Her buluş yeni bir kaybedişti.
Bunu çok küçükken öğrenmiştim. Hayatım boyunca buna inanarak yaşamıştım ben. Şimdide olduğu gibi, katili bulmuş ve illa ki bir şeyleri kaybetmiştim. Biliyordum.
İçimde bir his vardı. Kötü bir his, engel olamadığım ve bir türlü anlam veremediğim. Oysaki buraya gelmeden önce her şeyin düzeleceğine inancım tamdı. Öyleyse neden şuan kendimi kötü hissediyordum?

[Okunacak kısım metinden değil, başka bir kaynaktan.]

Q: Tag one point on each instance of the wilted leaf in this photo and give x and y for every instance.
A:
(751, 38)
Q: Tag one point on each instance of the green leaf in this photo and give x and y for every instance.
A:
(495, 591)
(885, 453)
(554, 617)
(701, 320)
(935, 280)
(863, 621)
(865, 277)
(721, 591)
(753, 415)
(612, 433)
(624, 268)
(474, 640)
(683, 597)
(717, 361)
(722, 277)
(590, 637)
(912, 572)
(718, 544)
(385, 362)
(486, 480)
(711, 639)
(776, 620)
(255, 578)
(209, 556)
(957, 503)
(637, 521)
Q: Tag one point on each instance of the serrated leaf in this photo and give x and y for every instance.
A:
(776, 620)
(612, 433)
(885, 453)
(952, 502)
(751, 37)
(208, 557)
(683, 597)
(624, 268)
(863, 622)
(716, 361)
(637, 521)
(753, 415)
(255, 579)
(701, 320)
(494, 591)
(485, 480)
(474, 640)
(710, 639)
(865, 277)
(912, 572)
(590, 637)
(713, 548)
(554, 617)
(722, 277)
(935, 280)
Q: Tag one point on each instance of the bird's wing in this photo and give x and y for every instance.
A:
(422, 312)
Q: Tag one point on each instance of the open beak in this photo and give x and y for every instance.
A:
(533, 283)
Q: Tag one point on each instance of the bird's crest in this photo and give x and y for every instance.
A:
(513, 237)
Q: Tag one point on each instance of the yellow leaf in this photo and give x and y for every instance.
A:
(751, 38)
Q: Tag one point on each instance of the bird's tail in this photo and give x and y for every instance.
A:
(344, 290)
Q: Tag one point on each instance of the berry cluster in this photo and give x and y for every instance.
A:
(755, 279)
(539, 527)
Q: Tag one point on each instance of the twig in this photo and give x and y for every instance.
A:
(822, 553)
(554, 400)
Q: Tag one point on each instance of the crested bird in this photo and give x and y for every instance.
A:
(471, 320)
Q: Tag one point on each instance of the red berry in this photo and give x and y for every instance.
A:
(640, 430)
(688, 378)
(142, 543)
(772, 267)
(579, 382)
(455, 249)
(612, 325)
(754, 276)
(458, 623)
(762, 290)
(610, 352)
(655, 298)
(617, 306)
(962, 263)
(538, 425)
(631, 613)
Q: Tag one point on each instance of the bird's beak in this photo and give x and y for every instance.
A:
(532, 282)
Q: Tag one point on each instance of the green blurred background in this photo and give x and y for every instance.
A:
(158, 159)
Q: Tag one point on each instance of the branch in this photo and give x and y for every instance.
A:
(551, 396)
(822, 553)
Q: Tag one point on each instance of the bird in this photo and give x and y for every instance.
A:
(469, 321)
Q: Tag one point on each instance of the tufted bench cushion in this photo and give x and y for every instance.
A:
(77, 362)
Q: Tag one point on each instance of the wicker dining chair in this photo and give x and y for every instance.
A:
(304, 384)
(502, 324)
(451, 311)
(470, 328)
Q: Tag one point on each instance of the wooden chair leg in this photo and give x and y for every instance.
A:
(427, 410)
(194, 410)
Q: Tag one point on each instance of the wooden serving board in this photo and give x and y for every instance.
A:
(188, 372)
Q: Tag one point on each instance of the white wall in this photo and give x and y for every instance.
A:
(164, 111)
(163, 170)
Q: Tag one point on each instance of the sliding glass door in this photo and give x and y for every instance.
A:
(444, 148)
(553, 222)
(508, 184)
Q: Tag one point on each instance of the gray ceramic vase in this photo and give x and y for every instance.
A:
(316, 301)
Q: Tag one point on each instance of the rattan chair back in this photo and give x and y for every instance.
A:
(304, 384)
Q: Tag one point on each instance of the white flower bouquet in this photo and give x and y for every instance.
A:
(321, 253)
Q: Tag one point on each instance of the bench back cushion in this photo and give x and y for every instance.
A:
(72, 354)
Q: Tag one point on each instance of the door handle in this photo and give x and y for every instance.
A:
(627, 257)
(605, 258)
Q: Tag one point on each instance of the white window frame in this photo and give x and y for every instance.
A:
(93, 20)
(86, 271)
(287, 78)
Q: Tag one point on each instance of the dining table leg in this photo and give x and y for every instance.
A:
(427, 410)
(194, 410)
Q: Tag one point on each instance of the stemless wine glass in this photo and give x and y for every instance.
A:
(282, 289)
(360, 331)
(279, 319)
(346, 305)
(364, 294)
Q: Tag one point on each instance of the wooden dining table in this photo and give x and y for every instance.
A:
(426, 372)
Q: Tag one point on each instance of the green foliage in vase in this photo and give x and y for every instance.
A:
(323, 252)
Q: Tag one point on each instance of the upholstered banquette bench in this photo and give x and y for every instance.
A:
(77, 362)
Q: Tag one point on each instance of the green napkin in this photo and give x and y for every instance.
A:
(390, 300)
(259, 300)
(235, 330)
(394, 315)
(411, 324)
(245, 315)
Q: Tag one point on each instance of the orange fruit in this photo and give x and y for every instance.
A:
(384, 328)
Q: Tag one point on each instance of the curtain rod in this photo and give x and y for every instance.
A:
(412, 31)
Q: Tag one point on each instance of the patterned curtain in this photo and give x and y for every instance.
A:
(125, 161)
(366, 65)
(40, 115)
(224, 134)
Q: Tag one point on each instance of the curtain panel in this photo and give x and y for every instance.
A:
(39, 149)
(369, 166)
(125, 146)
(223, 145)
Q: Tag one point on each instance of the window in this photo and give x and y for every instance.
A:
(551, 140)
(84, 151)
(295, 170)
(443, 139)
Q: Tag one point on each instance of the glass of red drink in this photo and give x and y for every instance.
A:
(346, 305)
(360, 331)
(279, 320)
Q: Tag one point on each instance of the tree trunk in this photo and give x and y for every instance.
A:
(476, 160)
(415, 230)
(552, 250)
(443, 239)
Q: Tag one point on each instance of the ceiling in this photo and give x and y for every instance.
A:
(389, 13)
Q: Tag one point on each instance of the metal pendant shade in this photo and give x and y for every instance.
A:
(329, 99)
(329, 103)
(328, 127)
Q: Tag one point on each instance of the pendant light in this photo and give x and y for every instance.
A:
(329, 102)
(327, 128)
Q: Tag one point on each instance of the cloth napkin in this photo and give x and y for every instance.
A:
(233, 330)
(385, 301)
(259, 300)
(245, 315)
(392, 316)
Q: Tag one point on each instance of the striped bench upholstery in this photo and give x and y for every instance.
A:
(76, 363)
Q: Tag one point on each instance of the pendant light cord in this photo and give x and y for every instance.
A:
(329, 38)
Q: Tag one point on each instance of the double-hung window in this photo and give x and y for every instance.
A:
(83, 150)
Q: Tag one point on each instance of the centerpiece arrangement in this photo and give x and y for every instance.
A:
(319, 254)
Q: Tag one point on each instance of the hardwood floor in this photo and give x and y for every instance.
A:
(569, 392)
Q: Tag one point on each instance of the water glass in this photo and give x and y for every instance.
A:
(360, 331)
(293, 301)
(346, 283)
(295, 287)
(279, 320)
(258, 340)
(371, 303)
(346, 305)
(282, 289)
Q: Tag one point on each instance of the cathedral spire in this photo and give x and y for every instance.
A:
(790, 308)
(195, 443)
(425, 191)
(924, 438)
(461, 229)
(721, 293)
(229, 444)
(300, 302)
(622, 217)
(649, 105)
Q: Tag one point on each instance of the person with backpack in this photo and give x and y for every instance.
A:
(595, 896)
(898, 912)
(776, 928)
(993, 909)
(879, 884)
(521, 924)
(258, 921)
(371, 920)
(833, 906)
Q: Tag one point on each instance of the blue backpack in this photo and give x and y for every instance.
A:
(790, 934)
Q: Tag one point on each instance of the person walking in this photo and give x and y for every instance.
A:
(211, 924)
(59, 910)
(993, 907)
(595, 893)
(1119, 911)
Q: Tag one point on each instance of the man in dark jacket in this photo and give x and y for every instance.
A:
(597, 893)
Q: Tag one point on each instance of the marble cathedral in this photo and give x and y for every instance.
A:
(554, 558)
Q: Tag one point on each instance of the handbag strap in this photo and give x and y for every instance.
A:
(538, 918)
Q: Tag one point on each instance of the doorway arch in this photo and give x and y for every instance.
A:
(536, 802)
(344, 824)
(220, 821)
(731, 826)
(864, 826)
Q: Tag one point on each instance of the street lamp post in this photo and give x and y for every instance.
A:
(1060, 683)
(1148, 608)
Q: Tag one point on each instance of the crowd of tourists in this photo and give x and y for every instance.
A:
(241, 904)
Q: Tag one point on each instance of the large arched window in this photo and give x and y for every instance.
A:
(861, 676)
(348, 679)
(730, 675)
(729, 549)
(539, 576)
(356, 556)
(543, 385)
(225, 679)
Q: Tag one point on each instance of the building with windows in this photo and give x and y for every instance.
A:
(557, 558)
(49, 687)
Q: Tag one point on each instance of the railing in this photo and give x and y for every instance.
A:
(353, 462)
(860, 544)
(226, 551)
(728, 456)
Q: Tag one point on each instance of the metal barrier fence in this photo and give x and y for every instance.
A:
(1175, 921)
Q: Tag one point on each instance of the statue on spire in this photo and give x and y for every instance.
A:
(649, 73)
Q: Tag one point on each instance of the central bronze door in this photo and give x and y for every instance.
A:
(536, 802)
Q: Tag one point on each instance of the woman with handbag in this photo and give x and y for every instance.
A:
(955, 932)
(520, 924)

Zor da olsa bizimkileri ikna etmiştik. Saklanmış ve merakla olacak şeyi bekliyorlardı. İçimde ki tereddüt her saniye kendini daha da fazla belli ederken derin bir nefes alıp sakinleşmeye çalıştım. Ortada bir lamba vardı. O lambanın altında Durunun gelmesini bekliyorduk. Saye ve Adenin üzerinde ki gerginlikte her geçen saniye daha da artarken sonunda adım sesleri gelmeye başladı.
Cesur ol!
Sen olmazsan kimse olamaz!
Katili bulduk, oyun bitti
Duru bir kaç saniye içerinde görüş alanımıza girerken yutkundum. Diğerleri ne yapacağımızı anlamışlardı belki de ama gene de sesleri solukları çıkmıyordu. Bu iyiydi, en azından plan suya düşmeyecekti.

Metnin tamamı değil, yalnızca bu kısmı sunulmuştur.